11.9 Severability.  If for any reason any provision of these Terms of Service are adjudicated to be unenforceable, that provision of these Terms of Service will be enforced to the maximum extent permissible so as to affect the intent of the parties, and the remainder of these Terms of Service will continue in full force and effect.

11.10 Controlling Law and Venue.  These Terms of Service and any dispute or action related thereto shall be governed, controlled, interpreted and defined by and under the laws of the State of Illinois, without regard to the conflicts of laws provisions thereof. The parties agree that these Terms of Service are not governed by the United Nations Convention on the International Sale of Goods or the Uniform Computer Information Transactions Act, the application of both of which is expressly excluded and disclaimed. Any claim, action, suit or proceeding under these Terms of Service shall be brought only in the state and federal courts located in Chicago, Illinois. 

11.11 Headings.  Headings used in these Terms of Service are for ease of reference only and shall not be used to interpret any aspect of these Terms of Service.

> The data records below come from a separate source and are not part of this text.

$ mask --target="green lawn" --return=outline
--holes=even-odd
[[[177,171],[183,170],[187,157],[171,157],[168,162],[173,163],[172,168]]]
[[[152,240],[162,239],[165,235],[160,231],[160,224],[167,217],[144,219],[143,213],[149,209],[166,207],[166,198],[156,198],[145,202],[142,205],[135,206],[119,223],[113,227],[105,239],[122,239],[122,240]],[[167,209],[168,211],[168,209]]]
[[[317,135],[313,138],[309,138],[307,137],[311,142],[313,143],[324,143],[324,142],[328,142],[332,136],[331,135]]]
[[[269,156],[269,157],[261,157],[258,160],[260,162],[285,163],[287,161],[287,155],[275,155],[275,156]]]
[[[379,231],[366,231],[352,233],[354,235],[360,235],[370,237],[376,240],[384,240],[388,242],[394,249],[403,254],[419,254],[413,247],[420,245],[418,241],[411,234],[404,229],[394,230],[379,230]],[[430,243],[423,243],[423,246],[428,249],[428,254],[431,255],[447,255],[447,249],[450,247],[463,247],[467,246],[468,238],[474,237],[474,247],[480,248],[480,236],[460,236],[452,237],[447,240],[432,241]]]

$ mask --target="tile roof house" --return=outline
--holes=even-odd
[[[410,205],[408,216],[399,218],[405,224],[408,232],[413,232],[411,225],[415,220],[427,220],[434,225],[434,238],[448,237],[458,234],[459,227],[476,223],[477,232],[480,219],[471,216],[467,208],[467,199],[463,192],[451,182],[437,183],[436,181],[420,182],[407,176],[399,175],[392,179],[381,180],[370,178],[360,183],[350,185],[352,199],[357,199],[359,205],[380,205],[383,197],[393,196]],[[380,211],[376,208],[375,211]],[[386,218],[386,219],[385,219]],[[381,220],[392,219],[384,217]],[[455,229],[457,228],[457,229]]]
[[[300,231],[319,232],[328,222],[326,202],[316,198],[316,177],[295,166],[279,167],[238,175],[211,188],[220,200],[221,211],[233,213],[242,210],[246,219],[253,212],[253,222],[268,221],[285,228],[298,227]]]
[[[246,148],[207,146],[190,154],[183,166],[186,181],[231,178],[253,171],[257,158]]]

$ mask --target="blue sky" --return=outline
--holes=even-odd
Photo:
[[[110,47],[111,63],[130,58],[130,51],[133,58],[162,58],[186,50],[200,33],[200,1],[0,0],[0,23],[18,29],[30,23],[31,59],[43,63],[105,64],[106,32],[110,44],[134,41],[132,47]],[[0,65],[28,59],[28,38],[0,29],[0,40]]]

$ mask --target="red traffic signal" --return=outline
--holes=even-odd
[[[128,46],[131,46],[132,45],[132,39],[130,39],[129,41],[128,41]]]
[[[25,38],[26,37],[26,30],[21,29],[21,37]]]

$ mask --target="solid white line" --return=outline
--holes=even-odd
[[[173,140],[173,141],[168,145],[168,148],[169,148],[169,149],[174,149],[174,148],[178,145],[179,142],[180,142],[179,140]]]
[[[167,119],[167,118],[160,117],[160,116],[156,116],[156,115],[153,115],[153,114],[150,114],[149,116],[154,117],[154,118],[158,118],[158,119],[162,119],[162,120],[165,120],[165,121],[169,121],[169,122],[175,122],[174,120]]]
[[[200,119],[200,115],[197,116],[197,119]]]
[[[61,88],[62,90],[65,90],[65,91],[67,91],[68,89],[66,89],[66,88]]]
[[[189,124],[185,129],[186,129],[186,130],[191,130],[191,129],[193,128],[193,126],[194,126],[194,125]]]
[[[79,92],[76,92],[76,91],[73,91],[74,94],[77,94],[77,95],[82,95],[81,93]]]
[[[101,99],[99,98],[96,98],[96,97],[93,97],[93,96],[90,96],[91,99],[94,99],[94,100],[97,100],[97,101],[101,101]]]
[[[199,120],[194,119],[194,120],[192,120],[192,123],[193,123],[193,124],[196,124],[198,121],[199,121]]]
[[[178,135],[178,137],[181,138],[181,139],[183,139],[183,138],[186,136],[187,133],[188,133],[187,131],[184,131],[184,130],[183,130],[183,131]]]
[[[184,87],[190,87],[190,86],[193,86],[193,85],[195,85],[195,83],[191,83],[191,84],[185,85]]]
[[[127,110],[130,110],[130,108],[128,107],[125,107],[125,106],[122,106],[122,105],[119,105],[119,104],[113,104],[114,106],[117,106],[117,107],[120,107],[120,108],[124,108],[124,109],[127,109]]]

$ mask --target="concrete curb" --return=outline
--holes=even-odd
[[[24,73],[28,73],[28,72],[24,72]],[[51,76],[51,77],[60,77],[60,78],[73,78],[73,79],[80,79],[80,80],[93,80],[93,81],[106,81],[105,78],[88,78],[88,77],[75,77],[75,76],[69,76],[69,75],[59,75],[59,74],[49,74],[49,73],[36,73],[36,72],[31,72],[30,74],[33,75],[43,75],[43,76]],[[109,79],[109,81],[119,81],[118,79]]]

11.12 Entire Agreement.  These Terms of Service, including all Processing Fee Agreements, Additional Terms, and exhibits or attachments hereto or thereto, all of which are hereby incorporated herein by reference, constitutes the entire agreement between the parties with respect to the subject matter hereof, and supersedes and replaces all prior and contemporaneous understandings or agreements, written or oral, regarding such subject matter. In the event of any conflict between these Terms of Service and any of your Other Neon One Agreements, these Terms of Service will control to the extent of such conflict solely with respect to the NeonPay Service.